In 1946 Pahl was one of UConn’s first eight MSW graduates. “It was a bit of a pioneering experience,” she says. “At the time, the School did not have its own building, so we met at Hartford [Public] High School. Most of our professors were visiting professors from Trinity College, the University of Chicago, Boston University, and Yale.”
Sharp and energetic, Pahl remains a voracious reader, devouring a new book every few days. She recently finished a book about Gertrude Ederle, the first woman to swim the English Channel. Until a couple of years ago, Pahl swam every day and took college courses for fun on international affairs or current events at Florida International University, near where she used to live. Borns attributes her mother’s longevity to clean living.
But Pahl’s life hasn’t been easy. As a young mother, she got divorced and single-handedly raised three children on a social worker’s salary. Along the way, she instilled in her children her fierce sense of self-reliance and a compassion for others.
“She always gave me the love, support, and confidence to go out into the world and make something of myself,” says Borns, a nurse. “She taught me to never rely on someone else for anything. She showed me by example to be patient and kind to people.”
Pahl began her long career as a social worker at the Family Service Society in Hartford and eventually found her dream job at the Jewish Social Service Agency in Washington, D.C. Over the years, she helped scores of families, children, and immigrants settle in the area, overcome trauma, and move on with their lives.
In one memorable case, she helped a 10-year-old boy who was suddenly alone when his mother was brutally murdered. His parents had divorced, and his father had moved away to Florida with his older brother. The boy was placed with a foster family, but it was a poor match and he was struggling. Working with a team, Pahl found a more suitable foster family for the boy and began to counsel him.
“It was difficult because I had to build up a relationship of trust with him and then slowly settle him into a new school situation, where he would not only be comfortable but be able to produce,” she says. She spent the next several months helping him process his mother’s death. “Part of the therapy involved taking him to the cemetery where the mother was buried and spending a lot of time with him talking about his mother and the tragedy around her death.”
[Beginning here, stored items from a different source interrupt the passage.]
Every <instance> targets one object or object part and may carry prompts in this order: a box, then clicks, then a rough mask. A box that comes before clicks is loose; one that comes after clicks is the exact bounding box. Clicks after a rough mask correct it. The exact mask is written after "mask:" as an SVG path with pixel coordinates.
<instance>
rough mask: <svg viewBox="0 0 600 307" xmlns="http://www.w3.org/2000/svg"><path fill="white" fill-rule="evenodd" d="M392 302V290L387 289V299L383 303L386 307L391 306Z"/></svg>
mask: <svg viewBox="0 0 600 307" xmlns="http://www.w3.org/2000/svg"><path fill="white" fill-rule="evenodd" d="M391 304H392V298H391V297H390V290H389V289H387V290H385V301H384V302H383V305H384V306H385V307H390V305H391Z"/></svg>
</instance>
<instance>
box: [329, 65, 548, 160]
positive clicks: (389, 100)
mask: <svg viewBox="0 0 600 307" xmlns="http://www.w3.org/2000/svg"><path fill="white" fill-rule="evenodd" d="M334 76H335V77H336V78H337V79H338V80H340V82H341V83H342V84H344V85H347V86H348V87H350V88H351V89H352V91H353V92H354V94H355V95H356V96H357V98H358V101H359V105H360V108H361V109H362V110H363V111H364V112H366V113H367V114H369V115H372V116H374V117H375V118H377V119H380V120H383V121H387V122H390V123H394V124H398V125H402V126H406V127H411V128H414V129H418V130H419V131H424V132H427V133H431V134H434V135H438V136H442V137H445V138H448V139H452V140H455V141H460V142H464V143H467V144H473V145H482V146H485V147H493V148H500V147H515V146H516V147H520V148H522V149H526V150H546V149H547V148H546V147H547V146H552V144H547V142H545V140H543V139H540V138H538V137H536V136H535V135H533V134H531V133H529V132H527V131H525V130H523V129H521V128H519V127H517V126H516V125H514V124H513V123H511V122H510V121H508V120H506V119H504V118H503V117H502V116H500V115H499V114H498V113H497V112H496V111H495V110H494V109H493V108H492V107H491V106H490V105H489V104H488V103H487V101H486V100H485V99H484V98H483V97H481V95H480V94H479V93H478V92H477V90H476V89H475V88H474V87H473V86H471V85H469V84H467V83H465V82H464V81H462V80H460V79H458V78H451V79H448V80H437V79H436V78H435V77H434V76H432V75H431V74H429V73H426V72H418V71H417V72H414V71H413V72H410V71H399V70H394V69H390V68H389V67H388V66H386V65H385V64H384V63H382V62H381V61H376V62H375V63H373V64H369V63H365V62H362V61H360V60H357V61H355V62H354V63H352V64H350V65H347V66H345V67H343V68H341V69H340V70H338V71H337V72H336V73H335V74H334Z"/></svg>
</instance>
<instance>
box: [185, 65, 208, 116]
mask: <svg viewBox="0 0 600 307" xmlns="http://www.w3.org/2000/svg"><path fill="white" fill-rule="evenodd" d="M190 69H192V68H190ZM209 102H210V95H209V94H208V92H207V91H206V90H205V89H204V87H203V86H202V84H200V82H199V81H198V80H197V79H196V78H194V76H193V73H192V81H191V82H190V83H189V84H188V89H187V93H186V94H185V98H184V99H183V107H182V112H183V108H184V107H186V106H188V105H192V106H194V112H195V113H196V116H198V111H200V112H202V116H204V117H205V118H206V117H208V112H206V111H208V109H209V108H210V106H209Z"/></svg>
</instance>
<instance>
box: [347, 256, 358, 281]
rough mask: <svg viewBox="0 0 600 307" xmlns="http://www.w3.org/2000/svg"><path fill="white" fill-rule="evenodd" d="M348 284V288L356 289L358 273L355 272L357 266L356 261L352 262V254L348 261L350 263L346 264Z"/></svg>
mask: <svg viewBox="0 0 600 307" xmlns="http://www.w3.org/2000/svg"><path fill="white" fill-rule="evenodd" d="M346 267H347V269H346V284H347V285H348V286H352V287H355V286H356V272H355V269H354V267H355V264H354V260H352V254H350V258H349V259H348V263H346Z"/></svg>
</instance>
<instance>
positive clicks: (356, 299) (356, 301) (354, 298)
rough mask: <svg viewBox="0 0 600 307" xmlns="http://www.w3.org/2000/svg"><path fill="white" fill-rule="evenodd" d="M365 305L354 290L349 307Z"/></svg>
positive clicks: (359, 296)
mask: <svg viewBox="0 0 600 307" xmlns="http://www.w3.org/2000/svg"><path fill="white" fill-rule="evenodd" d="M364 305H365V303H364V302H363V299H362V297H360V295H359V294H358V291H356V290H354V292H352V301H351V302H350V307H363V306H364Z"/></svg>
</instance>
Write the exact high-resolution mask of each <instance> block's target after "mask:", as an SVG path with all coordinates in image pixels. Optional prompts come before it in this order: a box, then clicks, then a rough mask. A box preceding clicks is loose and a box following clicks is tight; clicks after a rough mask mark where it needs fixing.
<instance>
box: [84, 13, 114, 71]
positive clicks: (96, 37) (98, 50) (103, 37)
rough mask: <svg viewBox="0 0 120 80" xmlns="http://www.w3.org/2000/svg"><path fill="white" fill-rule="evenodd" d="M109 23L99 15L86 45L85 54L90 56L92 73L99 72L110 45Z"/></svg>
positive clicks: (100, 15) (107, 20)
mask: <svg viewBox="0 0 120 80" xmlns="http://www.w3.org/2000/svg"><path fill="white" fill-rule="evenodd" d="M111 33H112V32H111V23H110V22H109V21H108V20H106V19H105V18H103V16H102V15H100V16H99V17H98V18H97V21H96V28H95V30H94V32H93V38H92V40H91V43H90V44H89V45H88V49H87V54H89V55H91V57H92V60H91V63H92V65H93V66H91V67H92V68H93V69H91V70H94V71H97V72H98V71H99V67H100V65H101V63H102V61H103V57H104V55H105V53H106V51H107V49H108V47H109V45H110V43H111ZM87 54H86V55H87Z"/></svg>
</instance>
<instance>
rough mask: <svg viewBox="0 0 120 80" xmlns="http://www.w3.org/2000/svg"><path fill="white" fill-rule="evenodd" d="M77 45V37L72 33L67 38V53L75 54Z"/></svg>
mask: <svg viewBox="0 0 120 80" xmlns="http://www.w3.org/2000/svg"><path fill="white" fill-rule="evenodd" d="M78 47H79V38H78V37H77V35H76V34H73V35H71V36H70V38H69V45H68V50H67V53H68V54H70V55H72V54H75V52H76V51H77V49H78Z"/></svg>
Another time, she helped an intergenerational family from Russia resettle here. “They were having adjustment problems, mainly because the grandmother felt so guilty about leaving Russia,” she says. “Her oldest daughter had died unexpectedly just before they moved here. She felt that by moving out of Russia she was abandoning her daughter, and this made her feel very guilty. I spent a lot of time with the grandmother, encouraging her to really talk about the relationship she had with this daughter. Because of my social work training, I focused on helping her treasure the opportunity she had to spend all the wonderful years living together with her.”
Though she retired 40 years ago, Pahl found that setting up the UConn fellowship for future social workers reconnected her with her profession and gave her a great sense of purpose.
“Donating money and setting up a scholarship fund gave me the feeling that I was still contributing — not on a professional level — but certainly as a humanitarian who is truly concerned about the problems in our society that need attention,” she says. “One of the most effective ways of dealing with these problems is to prepare committed graduate students who want to make a difference.”